There is another wooden desk, this one from the U.S. Senate.
“There is a senator from Colorado who had that desk and his grandson sold it to me,” Bynum said. “It’s the exact same desk as is in the (Harry) Truman Library, the exact same desk as in the L.B.J. Library. It’s real hard to find one that isn’t kept in somebody’s family.”
And then there is the long, imposing, old wooden meeting table. It’s been sitting around City Hall, City Halls, really, for years. Robert LaFortune sat at it during his days as a city commissioner. Later, LaFortune would become Tulsa’s 31st mayor.
“When my granddad was a rookie street commissioner, the mayor sat right here and they would go around the table — there were five of them — and so the mayor and then the other three commissioners would vote and my granddad was in what was called the ‘hot seat.’ Right here, because if it was a tie, two to two, he always had to break the tie.
“It moved from old, old City Hall, to old City Hall, to this place and was just off in a hallway, and I thought, ‘Man, how cool would it be to have that in my office to use?’ so I moved it in.”
Now at the conference table was his grandson — surrounded by his staff — signing ordinances and other paperwork mayors must do. Bynum said the only thing he’d learned on his first day in office was that mayors have to tend to a lot of minutia — including the signing of documents. The small steps of a big job.
That was it. First day as mayor, over. He would race off for a brief speaking engagement, but as far as any real work, he was done.
How quickly, and slowly, it had come. Since the June 28 election, Bynum has been counting down the days until he would take office. Monday was day number 160. If he had been anxious before, he wasn’t anymore.
“Actually, it was so funny, we were sitting in bed last night, Susan studying for a (law school) final, completely exhausted,” Bynum said. “I had gone to a dinner that some folks had for me, and I was ready to go to sleep. I thought in advance I am going to be so wired I won’t be able to sleep, but I slept like a baby.”

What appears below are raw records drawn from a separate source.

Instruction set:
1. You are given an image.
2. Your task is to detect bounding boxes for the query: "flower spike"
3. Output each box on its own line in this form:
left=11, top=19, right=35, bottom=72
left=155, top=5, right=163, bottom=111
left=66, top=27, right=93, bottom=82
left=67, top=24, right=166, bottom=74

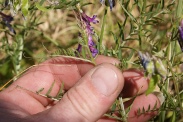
left=76, top=11, right=99, bottom=57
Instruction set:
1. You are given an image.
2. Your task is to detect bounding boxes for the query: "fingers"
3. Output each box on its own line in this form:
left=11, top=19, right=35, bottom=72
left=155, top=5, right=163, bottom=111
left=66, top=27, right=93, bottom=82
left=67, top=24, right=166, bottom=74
left=97, top=92, right=163, bottom=122
left=42, top=63, right=124, bottom=122
left=0, top=55, right=163, bottom=122
left=0, top=55, right=120, bottom=114
left=95, top=55, right=120, bottom=65
left=43, top=55, right=120, bottom=77
left=125, top=93, right=163, bottom=122
left=25, top=63, right=162, bottom=122
left=11, top=55, right=120, bottom=91
left=121, top=69, right=149, bottom=98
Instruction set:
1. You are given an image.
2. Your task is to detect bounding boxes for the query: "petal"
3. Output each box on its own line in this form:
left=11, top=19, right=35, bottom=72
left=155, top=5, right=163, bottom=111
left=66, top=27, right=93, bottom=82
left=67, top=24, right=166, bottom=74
left=88, top=35, right=95, bottom=46
left=90, top=46, right=98, bottom=57
left=76, top=44, right=82, bottom=52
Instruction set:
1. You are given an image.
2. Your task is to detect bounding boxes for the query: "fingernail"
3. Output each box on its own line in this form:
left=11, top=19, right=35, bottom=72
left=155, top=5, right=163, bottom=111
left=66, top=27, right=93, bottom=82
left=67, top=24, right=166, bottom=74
left=91, top=67, right=118, bottom=96
left=152, top=91, right=165, bottom=105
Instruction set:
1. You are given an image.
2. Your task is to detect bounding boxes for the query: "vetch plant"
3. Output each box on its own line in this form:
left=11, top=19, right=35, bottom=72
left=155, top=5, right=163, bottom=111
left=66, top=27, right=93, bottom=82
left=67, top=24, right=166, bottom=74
left=76, top=11, right=99, bottom=58
left=138, top=51, right=155, bottom=76
left=0, top=0, right=183, bottom=121
left=138, top=51, right=167, bottom=95
left=138, top=51, right=167, bottom=79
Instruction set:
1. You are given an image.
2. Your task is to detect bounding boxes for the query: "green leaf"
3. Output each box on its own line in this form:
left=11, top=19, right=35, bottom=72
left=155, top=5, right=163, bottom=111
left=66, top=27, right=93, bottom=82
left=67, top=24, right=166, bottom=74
left=146, top=74, right=159, bottom=95
left=98, top=8, right=107, bottom=53
left=39, top=0, right=46, bottom=5
left=46, top=81, right=56, bottom=96
left=170, top=111, right=176, bottom=122
left=165, top=42, right=172, bottom=61
left=142, top=107, right=146, bottom=113
left=21, top=0, right=29, bottom=17
left=35, top=3, right=48, bottom=12
left=176, top=0, right=183, bottom=18
left=146, top=61, right=155, bottom=75
left=119, top=1, right=137, bottom=23
left=0, top=61, right=9, bottom=76
left=55, top=82, right=64, bottom=100
left=111, top=101, right=117, bottom=112
left=154, top=58, right=167, bottom=78
left=36, top=88, right=44, bottom=94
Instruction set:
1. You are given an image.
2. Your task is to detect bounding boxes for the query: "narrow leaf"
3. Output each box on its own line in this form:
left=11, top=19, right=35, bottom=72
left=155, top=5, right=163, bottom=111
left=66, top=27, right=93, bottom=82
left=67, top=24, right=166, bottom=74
left=46, top=81, right=56, bottom=96
left=146, top=74, right=159, bottom=95
left=36, top=3, right=48, bottom=12
left=21, top=0, right=29, bottom=17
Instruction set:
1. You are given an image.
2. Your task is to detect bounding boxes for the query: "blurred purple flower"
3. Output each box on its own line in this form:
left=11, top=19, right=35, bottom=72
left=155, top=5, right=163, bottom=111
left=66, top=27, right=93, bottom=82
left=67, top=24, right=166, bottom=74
left=4, top=0, right=9, bottom=8
left=0, top=12, right=16, bottom=34
left=178, top=19, right=183, bottom=51
left=82, top=14, right=99, bottom=25
left=100, top=0, right=105, bottom=5
left=88, top=35, right=95, bottom=46
left=138, top=51, right=155, bottom=74
left=76, top=12, right=99, bottom=57
left=76, top=44, right=82, bottom=52
left=89, top=46, right=98, bottom=57
left=138, top=51, right=167, bottom=78
left=100, top=0, right=115, bottom=11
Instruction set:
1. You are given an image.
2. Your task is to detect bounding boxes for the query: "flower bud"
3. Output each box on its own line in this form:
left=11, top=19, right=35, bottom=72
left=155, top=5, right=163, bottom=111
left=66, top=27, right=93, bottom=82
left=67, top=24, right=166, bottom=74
left=138, top=51, right=155, bottom=74
left=153, top=57, right=167, bottom=78
left=100, top=0, right=116, bottom=10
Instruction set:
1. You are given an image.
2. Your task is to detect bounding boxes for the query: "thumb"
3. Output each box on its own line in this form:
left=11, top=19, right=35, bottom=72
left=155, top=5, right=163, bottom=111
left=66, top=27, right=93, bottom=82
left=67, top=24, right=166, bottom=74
left=45, top=63, right=124, bottom=122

Walking out of City Hall, Bynum laughed about how his day had begun. It was early, about 7 a.m. or so. He wanted in, to check out his new office. At the time, he was still City Councilor Bynum. A janitor had to let him in.
Several hours and one big moment later, he was walking out as mayor.
But, as if to remind himself of all the small steps it had taken him to get there, he would return. At 6:30 p.m., in the dark, Bynum stood at the first-floor entrance of City Hall and greeted his family.
There was Robert LaFortune, and others, all glad to see him. Hugging and happy. And up they went to the 15th floor, to Mayor G.T. Bynum’s unpacked office with the great view.
Later, a few small steps down the street, they would dine together to celebrate this big moment in Tulsa’s history.